Enter, the iPhone. So well hyped, so well designed, so easy to use, and carrying the same status symbology of owning an actual iPod from Apple that it flew off the AT&T shelves. This despite a hefty price tag. This despite an operating system incapable of what had become basic functions in a mobile operating system. This despite its inability to synchronize with any corporate email system. But it is from Apple and Steve saw it was good and Steve said it was good and Steve got everyone to believe it was great.
Imitation being the sincerest form of getting your own piece of the pie, the market was quickly flooded with iPhone wannabes. Gone were the styluses (should that be styli?) and everything had to be a touch interface (this was not necessarily a bad trend in the overall market). And Microsoft kept the same basic user interface they had been using for five (now seven) years. Just like their foray into the media player market, Microsoft was lagging behind Apple and not bringing anything to the table to compete. They didn't even try. If you want a touch interface on a Windows Mobile device today, that interface has to be a third-party app.
Windows Mobile 6.0 was introduced in Q1 2007 with several notable updates from the previous version. Version 6.1 launched in Q2 2008 with only a few minor tweaks. Then, it took until Q3 2009 to introduce version 6.5, which wasn't even on the Microsoft roadmap until the millions of Windows Mobile fanboys and fangirls stood up and said they didn't want to wait until an undetermined timeframe in 2010 for Microsoft to finally put a dog in the fight. And still, who knows what kind of dog that's going to be. My guess is it won't be a rottweiler or a pit bull.
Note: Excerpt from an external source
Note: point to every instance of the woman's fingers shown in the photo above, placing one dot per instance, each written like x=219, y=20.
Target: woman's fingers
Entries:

Just two months ago, Microsoft front-man Steve Ballmer reportedly said during a Venture Capitol summit that Microsoft had "screwed up" on Windows Mobile and had taken too long to release windows 7. Duh. What have you been doing for almost three years while Apple continued to gain market share? Now that the iPhone has stable (and complete) Outlook/Exchange sync and has added many of those aforementioned "basic" features and just fracking works they are finding themselves in the hands of more and more executives and business people that were using 4-year-old basic flip phones just last week. I think the delays in Windows Mobile 7 are going to be their downfall in the smartphone market. I just haven't heard anything revolutionary that will be added to it.